Aus dem Ungarischen von Terezia Mora. Franz Reichelt steht 1912, in seinen selbstgebauten Fallschirm gewandet, auf dem Eiffelturm und zögert, sein Atem wölkt sich in der Kälte, in den alten Schwarzweißaufnahmen "pulsieren Chemie und Kratzspuren wie dichter Schneefall". Robika, der ein Siebtklässler wäre, wenn er eine Vorstellung von der Zeit hätte und in die Schule ginge, hat eine Obsession: Jede Woche sucht er sich im Laden von Mama Roza sieben weiße Seifen aus. Als der Laden einmal geschlossen ist, fährt Robikas Mutter mit ihrem untröstlichen Kind auf dem Fahrrad in die Stadt. Auf dem Rückweg haben sie einen Unfall, Robika muss geröntgt werden, eine Seife fest in jeder Hand. Aber alles ist gut, und er darf: Weiter atmen! Ob sie von einer syrischen Flüchtlingsfamilie erzählt, die an der ungarischen Grenze strandet, von Rimbaud und denen, die ihn erforschen, von Liebenden, Kranken und Kindern, von Paris, Rio de Janeiro oder Ungarn - Zsófia Bán erschafft mit wenigen Sätzen, Filmschnitten Figuren, Bilder, innere Landschaften.

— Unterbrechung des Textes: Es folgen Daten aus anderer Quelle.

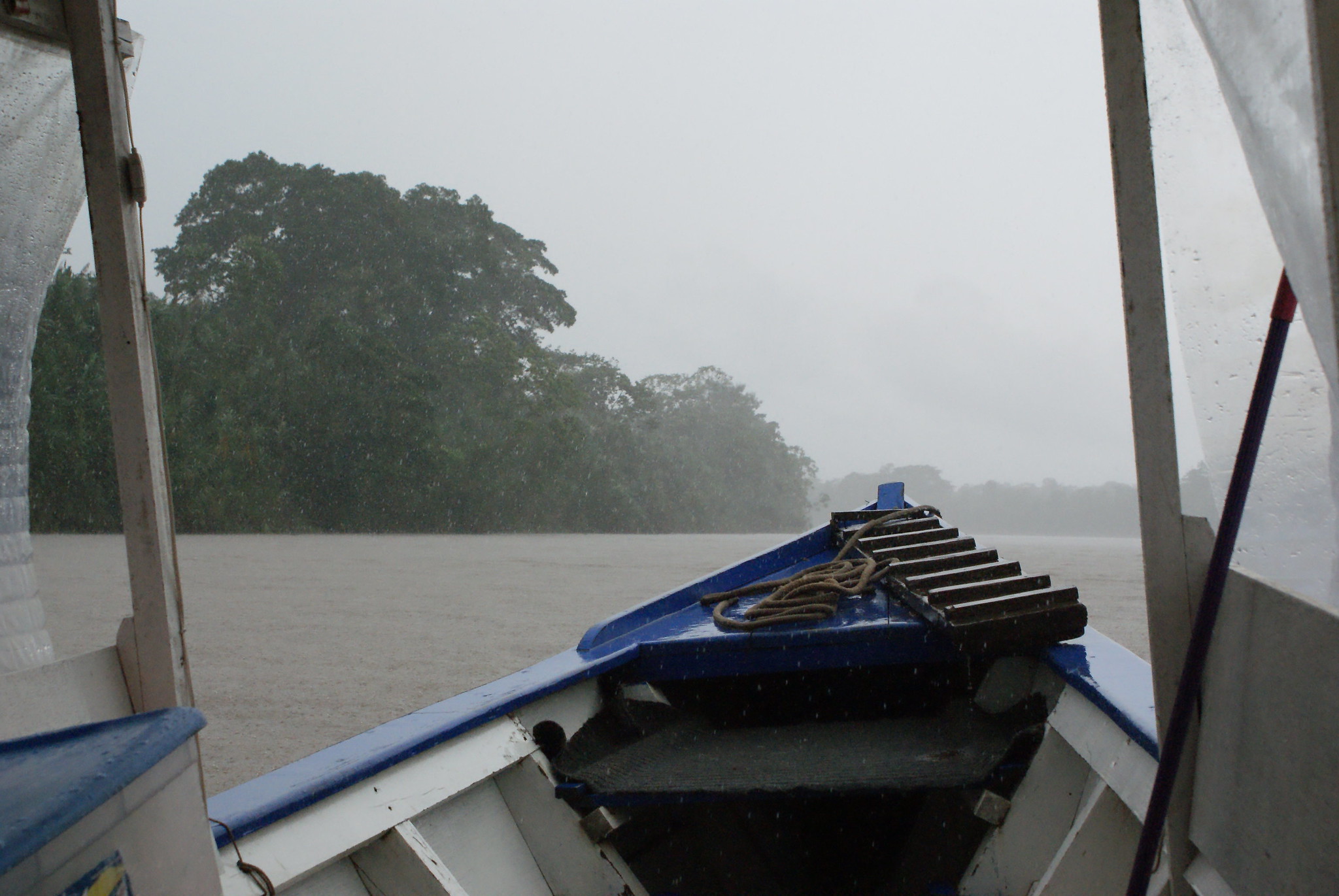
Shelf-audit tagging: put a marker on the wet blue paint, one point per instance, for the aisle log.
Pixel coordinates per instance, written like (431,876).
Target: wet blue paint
(890,497)
(673,637)
(50,781)
(1114,680)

Rezensionsnotiz zu Frankfurter Allgemeine Zeitung, 07.11.2020

Franz Reichelt ist der Erfinder eines Fallschirm-Prototyps, der 1912 dabei gefilmt wurde, wie er sich mit seiner fehlerhaften Erfindung vom Eiffelturm in den Tod stürzte, erinnert Rezensent Tilman Spreckelsen. Es ist kein Zufall, dass dieser Erzählband sowohl ein Foto des Mannes enthält, als auch in einer Geschichte von ihm erzählt, so der Kritiker: Autorin Zsófia Bán zeigt die Figuren in Kippmomenten, die in dem auf der Brüstung zögernd schwankenden Reichelt ideal symbolisiert sind, lobt er. Da auch ihre Sprache unzuverlässig schillert, lässt sie auch den Leser im besten Sinne kippeln, lobt Spreckelsen.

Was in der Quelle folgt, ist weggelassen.